With the surge of interest in artificial intelligence (AI), it should be no surprise that health insurers have come under scrutiny concerning their use of AI predictive tools to deny medical insurance claims.
The question is whether health insurers are using their AI predictive tools properly, in accordance with state and federal law, or whether they are being deployed solely as cost-saving measures to improperly deny patients and health care providers coverage and payment for medically necessary services.
Two recent class actions alleged that two of the nation’s largest health insurers, Cigna and United Healthcare (UHC), have crossed the line by integrating AI predictive tools into their systems to automate claim denials for medical necessity, improperly denying patients health care coverage for medical services and overriding the medical determinations of their doctors.
On July 24, a group of patients sued Cigna in the United States District Court for the Eastern District of California, alleging that the insurance company improperly used an AI algorithm known as PXDX to automatically deny insured beneficiaries’ claims and short-circuit physician review of those same claims as mandated by California state law. The plaintiffs accused Cigna of relying on the AI algorithm to enable its own doctors to automatically deny thousands of claims at a time for treatments that did not match certain preset criteria without actual physician review of the medical records. In doing so, the plaintiffs allege that Cigna eliminated the legally required individual physician review process for medical necessity and breached its duties to its covered beneficiaries by failing to ensure that they received the benefits required under their Cigna policies. The lawsuit is based, in part, on the March 25 Pro Publica article titled “How Cigna Saves Millions by Having Its Doctors Reject Claims Without Reading Them.”

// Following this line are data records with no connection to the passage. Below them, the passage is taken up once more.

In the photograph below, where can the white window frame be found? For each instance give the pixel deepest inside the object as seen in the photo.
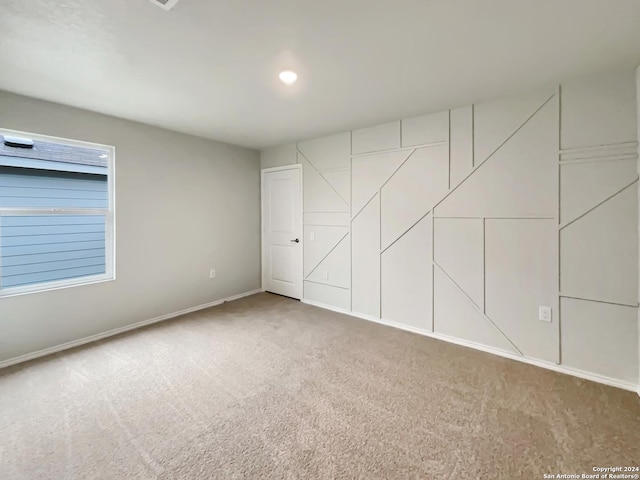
(109, 214)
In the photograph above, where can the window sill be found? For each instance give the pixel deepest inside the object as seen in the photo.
(48, 287)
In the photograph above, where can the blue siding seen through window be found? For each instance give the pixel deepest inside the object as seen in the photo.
(45, 248)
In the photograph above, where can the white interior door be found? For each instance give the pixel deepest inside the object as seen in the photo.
(282, 231)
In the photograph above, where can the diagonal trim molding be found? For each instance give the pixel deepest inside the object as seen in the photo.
(328, 253)
(477, 167)
(477, 308)
(323, 178)
(582, 215)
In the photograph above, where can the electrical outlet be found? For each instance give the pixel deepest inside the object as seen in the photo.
(544, 314)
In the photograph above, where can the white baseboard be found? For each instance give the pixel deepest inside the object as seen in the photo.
(116, 331)
(594, 377)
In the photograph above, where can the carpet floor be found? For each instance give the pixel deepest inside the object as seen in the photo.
(269, 388)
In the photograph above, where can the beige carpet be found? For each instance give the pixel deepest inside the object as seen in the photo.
(269, 388)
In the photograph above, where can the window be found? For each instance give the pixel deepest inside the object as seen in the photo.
(56, 213)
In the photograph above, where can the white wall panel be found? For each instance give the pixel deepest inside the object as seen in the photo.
(407, 278)
(375, 139)
(326, 218)
(340, 181)
(599, 256)
(318, 242)
(600, 338)
(365, 254)
(454, 315)
(369, 173)
(494, 122)
(521, 275)
(327, 295)
(328, 153)
(425, 129)
(520, 179)
(585, 185)
(319, 196)
(459, 251)
(499, 168)
(599, 110)
(335, 269)
(461, 149)
(413, 191)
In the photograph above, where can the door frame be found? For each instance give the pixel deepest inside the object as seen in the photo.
(297, 166)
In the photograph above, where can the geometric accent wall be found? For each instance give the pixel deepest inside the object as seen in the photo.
(464, 222)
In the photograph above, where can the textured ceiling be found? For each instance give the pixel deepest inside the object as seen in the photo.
(209, 67)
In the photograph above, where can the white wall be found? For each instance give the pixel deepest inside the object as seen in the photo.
(183, 205)
(462, 223)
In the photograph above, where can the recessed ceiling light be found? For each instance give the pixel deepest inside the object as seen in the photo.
(288, 77)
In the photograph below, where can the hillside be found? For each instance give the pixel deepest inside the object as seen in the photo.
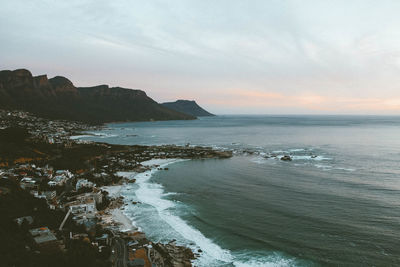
(188, 107)
(58, 98)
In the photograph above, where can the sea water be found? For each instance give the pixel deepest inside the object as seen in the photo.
(336, 203)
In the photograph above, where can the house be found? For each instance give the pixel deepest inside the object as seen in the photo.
(65, 173)
(43, 237)
(83, 183)
(27, 183)
(136, 263)
(48, 195)
(20, 220)
(87, 206)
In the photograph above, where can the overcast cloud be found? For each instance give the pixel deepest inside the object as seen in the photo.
(231, 56)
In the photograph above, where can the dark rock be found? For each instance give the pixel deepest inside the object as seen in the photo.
(187, 107)
(58, 98)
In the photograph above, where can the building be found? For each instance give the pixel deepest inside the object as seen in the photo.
(83, 183)
(43, 238)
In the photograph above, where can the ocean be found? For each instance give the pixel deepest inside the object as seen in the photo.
(337, 203)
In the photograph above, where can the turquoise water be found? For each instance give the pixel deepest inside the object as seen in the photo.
(337, 203)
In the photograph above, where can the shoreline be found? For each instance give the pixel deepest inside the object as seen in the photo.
(45, 153)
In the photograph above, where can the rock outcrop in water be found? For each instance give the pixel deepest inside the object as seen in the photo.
(188, 107)
(58, 98)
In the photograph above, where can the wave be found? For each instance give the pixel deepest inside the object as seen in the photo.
(212, 254)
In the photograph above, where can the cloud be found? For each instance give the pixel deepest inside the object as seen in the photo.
(275, 56)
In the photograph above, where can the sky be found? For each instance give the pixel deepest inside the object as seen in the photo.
(232, 57)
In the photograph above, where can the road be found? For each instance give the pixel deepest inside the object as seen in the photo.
(120, 252)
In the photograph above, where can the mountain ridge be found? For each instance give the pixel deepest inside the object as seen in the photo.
(189, 107)
(58, 98)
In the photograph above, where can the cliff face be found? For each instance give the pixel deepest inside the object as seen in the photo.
(58, 98)
(187, 107)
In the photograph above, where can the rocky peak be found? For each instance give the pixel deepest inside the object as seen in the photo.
(62, 85)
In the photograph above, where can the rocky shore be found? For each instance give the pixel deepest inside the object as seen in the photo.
(81, 182)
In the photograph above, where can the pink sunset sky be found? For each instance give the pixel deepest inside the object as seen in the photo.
(232, 57)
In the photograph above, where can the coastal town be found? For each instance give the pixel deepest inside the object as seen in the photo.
(57, 199)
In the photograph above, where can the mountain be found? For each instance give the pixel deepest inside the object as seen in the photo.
(58, 98)
(188, 107)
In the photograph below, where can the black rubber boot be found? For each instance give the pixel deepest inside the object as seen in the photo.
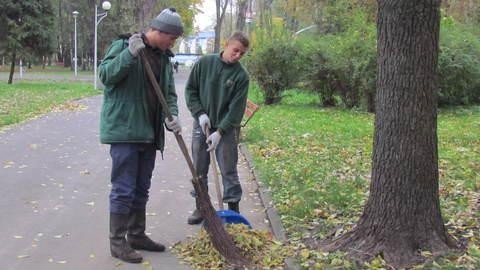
(136, 236)
(234, 207)
(196, 217)
(119, 247)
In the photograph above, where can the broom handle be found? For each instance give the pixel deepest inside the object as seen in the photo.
(213, 161)
(166, 110)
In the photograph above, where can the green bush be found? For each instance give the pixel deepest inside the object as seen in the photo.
(459, 64)
(343, 63)
(273, 67)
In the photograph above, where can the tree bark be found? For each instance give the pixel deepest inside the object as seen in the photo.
(402, 215)
(242, 11)
(220, 11)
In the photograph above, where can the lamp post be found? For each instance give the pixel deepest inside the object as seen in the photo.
(75, 14)
(98, 18)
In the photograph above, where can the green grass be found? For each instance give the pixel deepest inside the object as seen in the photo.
(317, 163)
(24, 100)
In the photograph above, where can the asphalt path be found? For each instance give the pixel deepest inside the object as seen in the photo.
(54, 177)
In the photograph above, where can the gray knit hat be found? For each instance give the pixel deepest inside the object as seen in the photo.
(168, 21)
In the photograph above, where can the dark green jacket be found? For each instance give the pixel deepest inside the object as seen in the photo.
(125, 112)
(218, 89)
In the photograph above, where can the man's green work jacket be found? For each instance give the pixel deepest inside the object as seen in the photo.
(125, 111)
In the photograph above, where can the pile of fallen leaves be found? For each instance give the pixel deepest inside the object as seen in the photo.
(257, 245)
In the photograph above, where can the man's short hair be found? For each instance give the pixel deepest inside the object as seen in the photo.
(240, 37)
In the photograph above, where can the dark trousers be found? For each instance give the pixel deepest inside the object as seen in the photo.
(132, 167)
(227, 158)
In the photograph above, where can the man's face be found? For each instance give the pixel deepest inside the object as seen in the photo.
(233, 52)
(163, 41)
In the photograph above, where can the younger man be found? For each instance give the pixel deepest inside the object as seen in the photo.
(216, 95)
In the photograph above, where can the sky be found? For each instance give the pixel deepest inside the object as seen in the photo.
(208, 17)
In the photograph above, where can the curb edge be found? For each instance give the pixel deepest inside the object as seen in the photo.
(272, 214)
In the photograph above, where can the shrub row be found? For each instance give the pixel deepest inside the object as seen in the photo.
(341, 67)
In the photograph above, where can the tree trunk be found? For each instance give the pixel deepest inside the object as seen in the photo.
(242, 12)
(220, 11)
(402, 215)
(12, 66)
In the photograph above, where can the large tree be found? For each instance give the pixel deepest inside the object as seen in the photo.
(402, 215)
(26, 26)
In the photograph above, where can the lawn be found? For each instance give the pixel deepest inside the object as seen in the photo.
(317, 161)
(26, 99)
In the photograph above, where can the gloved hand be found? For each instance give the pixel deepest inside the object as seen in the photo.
(213, 140)
(173, 125)
(204, 122)
(135, 44)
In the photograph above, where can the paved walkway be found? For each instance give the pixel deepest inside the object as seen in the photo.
(54, 177)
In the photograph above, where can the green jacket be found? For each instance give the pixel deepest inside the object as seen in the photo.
(125, 112)
(218, 89)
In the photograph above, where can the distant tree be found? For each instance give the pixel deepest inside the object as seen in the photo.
(27, 28)
(402, 216)
(242, 8)
(221, 6)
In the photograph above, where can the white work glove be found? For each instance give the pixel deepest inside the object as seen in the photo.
(135, 44)
(173, 125)
(204, 123)
(213, 140)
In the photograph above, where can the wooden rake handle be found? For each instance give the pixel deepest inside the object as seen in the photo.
(166, 110)
(213, 162)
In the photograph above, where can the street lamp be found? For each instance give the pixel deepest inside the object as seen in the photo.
(75, 14)
(98, 18)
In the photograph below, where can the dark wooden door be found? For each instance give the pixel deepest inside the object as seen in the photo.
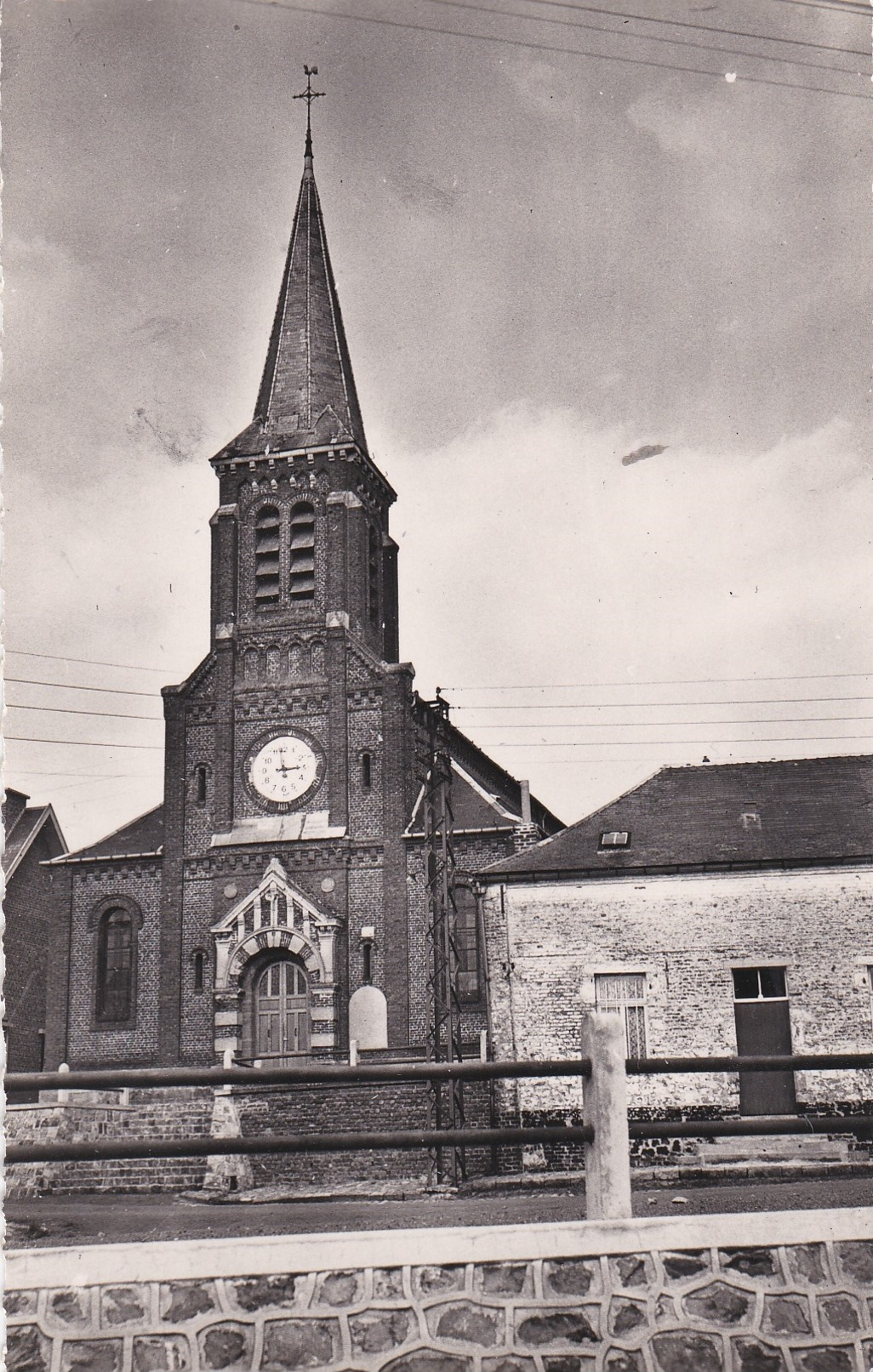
(282, 1011)
(763, 1027)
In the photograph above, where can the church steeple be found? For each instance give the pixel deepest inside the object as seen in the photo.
(308, 396)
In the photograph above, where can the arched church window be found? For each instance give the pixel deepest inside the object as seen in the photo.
(302, 571)
(467, 942)
(282, 1010)
(372, 575)
(266, 556)
(116, 966)
(199, 966)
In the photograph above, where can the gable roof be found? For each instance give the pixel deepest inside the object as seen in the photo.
(143, 837)
(725, 814)
(31, 823)
(308, 396)
(483, 796)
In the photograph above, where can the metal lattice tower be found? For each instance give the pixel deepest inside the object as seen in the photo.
(445, 1099)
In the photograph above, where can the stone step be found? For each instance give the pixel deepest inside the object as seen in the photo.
(791, 1146)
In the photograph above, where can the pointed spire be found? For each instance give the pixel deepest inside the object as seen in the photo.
(308, 394)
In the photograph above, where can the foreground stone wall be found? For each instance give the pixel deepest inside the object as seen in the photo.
(629, 1297)
(682, 935)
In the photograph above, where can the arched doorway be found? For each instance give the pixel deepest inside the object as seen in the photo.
(282, 1010)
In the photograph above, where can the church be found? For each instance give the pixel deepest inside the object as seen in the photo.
(277, 903)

On November 14, family members of two deceased UHC beneficiaries filed a class action lawsuit in the United States District Court for the District of Minnesota, challenging the insurer’s use of an AI algorithm to make claim determinations. The plaintiffs allege that UHC improperly used the nH Predict AI Model to deny extended care claims for elderly patients based on erroneous health care determinations generated by the algorithm. The plaintiffs also accused UHC of using the AI tool to override the determinations of medical professionals, including ones employed by the insurer. Some of the allegations are based on the March 13, STAT article titled “Denied by AI: How Medicare Advantage Plans Use Algorithms to Cut Off Care for Seniors in Need.”
Both cases are still relatively early on procedurally, and we expect both health insurers to defend their conduct vigorously. Regardless of the ultimate outcome reached in either case, one thing is clear – given the recent technological advancements, AI predictive tools and algorithms are here to stay. We should expect health insurers to continue to deploy them in the claims adjudication, payment, and appeal process. The question is whether the technology will be used appropriately or as a tool to withhold medical benefits due to patients and payments owed to health care providers.